About This Lost Earnings Tool
A DOL lost earnings review helps plan officials estimate what a retirement or welfare plan may have missed when money was unavailable for investment. This page is built for planning, internal checks, and documentation. It does not replace the official VFCP calculator or professional advice. Use it when you need a clear worksheet before preparing records.
Why Lost Earnings Matter
Late deposits, incorrect transfers, or delayed repayments can harm participants. The principal is the money that should have been in the plan. Lost earnings estimate the growth that money might have earned. When the money is restored late, added interest may also be needed. If a responsible party earned a measurable profit from the money, restoration of profits may be compared with the lost earnings result.
Advanced Inputs Included
The form accepts principal, loss date, recovery date, final payment date, annual rates, and compounding style. It also includes a profit section. This helps users test daily compounding, monthly compounding, annual compounding, or simple interest.

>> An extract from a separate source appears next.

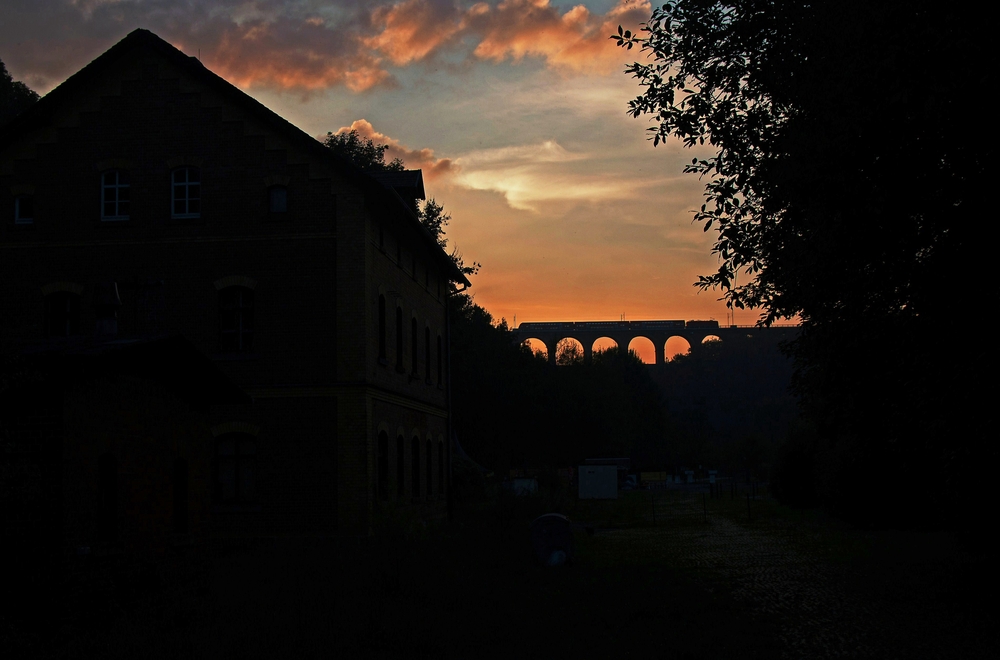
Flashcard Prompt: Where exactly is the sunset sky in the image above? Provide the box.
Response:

A large correction option lets you apply a separate rate when the calculated lost earnings package exceeds a selected threshold.
Interpreting Results
The output separates principal, lost earnings, interest on lost earnings, restoration of profits, and the greater correction amount. This separation is important because the principal payment is not the same as lost earnings. The final line shows an estimated total plan payment. Keep copies of your inputs, results, and payment proof for review.
Using the Results Carefully
Compare every estimate with your plan records. Check each date twice. Small date errors can change the final number. Use the same rate source for similar entries. For multiple deposits, run each item separately, then combine exported rows in your worksheet. This approach creates a cleaner audit trail. It also makes participant allocation easier when several pay dates are involved.

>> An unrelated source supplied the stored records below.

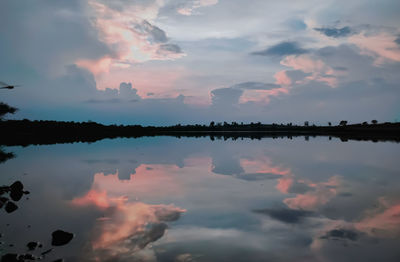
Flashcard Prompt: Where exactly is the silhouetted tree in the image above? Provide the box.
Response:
[0,102,18,120]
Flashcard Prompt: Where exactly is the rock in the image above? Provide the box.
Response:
[5,201,18,213]
[26,241,40,251]
[51,230,74,246]
[1,254,19,262]
[0,197,8,208]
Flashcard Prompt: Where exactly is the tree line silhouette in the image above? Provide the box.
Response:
[0,82,400,145]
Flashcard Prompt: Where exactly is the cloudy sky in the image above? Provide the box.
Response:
[0,0,400,125]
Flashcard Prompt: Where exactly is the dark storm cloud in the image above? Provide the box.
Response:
[251,42,308,57]
[159,44,182,54]
[320,228,360,241]
[253,208,314,224]
[231,82,280,90]
[314,26,355,38]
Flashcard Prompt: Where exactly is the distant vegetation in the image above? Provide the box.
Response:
[0,119,400,145]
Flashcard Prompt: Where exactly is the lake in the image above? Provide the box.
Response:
[0,137,400,262]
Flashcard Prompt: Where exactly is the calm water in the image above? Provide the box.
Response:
[0,137,400,261]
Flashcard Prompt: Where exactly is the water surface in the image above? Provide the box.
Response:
[0,137,400,261]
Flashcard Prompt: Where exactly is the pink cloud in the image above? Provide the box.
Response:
[282,176,340,210]
[348,33,400,65]
[276,54,337,87]
[75,0,185,92]
[354,200,400,237]
[177,0,218,16]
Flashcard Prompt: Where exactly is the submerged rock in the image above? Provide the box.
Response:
[5,201,18,213]
[51,230,74,246]
[26,241,41,251]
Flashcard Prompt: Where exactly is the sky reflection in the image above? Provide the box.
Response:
[0,138,400,261]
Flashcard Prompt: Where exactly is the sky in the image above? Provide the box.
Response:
[0,0,400,125]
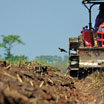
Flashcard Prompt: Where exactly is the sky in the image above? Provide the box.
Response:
[0,0,99,60]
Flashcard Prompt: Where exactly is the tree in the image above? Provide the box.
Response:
[0,35,25,58]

Good Recordkeeping Practice
Save the CSV file for worksheets. Save the PDF summary for files. Attach payroll records, deposit records, account statements, and any notes explaining chosen rates. Review the applicable program rules before submitting a correction. If the official method gives different numbers, follow the official method. This calculator is designed for transparent estimates, audit logs, review support, not legal conclusions.